石橋財団の創設者 石橋正二郎は若年の頃から文化事業に取り組み、数々の事績を残しました。ここでは、正二郎が建てた4つの文化施設を紹介します。

ブリヂストン美術館で憩う石橋正二郎

ブリヂストン美術館

戦前から戦後にかけて西洋絵画と日本洋画の一大コレクションを形成した正二郎は比較的早い時期から美術館創設の意思を抱いていました。
1950年に渡米した際、正二郎の美術館構想は具体化します。各地の有名な美術館を訪問して、「コレクションを自分一人だけで愛蔵するよりも、多くの人に見せるため美術館を作り、文化の進歩に尽したい」という決意を強くしました。

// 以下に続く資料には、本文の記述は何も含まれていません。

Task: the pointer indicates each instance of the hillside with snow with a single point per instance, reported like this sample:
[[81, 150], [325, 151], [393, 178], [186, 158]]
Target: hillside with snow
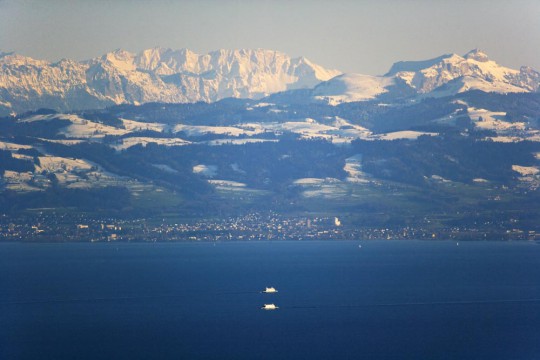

ブリヂストン美術館開館時のブリヂストンビル(1952)

1951年に、正二郎は東京の都心の京橋にブリヂストンビルを建設し、ビルの2階全てをブリヂストン美術館として、1952年1月8日に開館しました。
当時の日本は終戦から7年足らずで、復興と占領のさなかにありました。人々は優れた芸術を渇望していましたが、東京には西洋近代絵画と日本近代洋画を展示する美術館が存在しませんでした。そうしたなか、都心において西洋絵画、日本洋画の名品を一般に公開したブリヂストン美術館は大きなインパクトを与えました。

開館記念展

開館後、ブリヂストン美術館は石橋コレクションの常設展示や特別展示だけでなく、専門家・著名人による美術講座や、記録映画の制作、レコードコンサート、演奏会など、美術・芸術を基軸とする幅広い企画を展開しました。こうした活動は少しずつ内容を変えながらも、現在のアーティゾン美術館の活動に受け継がれています。

土曜講座で講演する武者小路実篤(1952)
日本の作曲家を紹介するための作品演奏会「作曲家の個展」での芥川也寸志 (1957)

石橋文化センター

正二郎は生涯を通じて、故郷である福岡県久留米市の発展に尽くしました。

石橋文化センター全景(1956.4.26)

1953年の欧米視察で正二郎は西欧文化に強い印象を受け、久留米の文化振興のために文化センターの建設を決意します。計画はブリヂストンタイヤの創立25周年記念事業の一環として実現され、「石橋文化センター」として久留米市に寄贈されました。約3万平方メートル(当時)の敷地内には、美術館(石橋美術館。現・久留米市美術館)、体育館、50メートルプール、文化会館(仮設)、野外音楽堂、公園施設などが設けられ、1956年4月、一般に公開されました。石橋文化センター正門には正二郎の自筆を元に「世の人々の楽しみと幸福の為に」と彫られています。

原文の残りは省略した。